Once a model has been developed, it must be deployed in order to be used. While deployed models can take many forms, typically the model is embedded directly into application code or put behind an API of some sort. HTTP-based (i.e. REST or gRPC) APIs are increasingly used so that developers can access model predictions as microservices. While model training might require large bursts of computing hardware over the course of several hours, days, or weeks, model inference—making queries against models—can be even more computationally expensive than training over time. Each inference against a deployed model requires a small but not insignificant amount of computing power. Unlike the demands of training, the computational burden of inference scales with the number of inferences made and continues for as long as the model is in production.

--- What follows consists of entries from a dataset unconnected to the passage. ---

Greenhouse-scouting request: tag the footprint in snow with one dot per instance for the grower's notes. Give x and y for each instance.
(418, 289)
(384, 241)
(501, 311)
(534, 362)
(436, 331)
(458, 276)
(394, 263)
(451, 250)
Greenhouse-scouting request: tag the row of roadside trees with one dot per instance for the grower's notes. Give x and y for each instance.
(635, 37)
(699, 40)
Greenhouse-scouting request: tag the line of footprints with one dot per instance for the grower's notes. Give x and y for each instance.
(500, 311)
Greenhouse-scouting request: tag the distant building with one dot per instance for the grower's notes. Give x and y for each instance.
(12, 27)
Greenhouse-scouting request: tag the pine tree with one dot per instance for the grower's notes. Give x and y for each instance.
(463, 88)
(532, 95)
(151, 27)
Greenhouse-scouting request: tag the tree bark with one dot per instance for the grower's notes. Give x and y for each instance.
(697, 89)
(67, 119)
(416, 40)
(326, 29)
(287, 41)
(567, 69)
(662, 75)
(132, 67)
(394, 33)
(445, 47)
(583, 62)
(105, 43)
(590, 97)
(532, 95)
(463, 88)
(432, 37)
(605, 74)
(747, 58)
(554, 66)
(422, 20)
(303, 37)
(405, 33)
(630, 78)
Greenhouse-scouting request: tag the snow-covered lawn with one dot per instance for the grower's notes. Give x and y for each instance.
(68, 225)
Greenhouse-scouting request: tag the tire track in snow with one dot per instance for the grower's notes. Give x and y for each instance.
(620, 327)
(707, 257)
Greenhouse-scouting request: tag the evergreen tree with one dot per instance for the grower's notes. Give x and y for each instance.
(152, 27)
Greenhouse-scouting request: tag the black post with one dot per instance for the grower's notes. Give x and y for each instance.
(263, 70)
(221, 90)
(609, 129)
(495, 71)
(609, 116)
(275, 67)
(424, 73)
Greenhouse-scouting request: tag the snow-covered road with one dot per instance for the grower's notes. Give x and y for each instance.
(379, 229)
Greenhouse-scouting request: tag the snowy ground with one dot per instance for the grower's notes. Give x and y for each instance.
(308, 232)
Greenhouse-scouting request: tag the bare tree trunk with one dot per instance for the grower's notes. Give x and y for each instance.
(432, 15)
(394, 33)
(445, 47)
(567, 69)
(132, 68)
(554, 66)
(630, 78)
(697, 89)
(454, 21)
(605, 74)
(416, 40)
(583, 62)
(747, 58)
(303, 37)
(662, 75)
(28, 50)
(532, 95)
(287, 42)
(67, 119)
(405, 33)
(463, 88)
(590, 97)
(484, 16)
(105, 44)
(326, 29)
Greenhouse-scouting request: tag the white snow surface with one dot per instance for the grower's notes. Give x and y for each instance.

Meeting the requirements of inference at scale is a classic system engineering problem. Addressing issues like scalability, availability, latency, and cost are typically primary concerns. When mobile or edge deployment is required, additional considerations like processing cycles, memory, size, weight, and power consumption come into play.
At a certain point, we often end up needing to turn to distributed systems to meet our scalability or performance goals. This of course brings along its own set of challenges and operational considerations. How do we get our model onto multiple machines and ensure consistency over time? How do we update to new models without taking our applications out of service? What happens when problems arise during an upgrade? How can we test new models on live traffic?
Fortunately for those deploying models, much progress has been made addressing these questions for microservices and other software systems.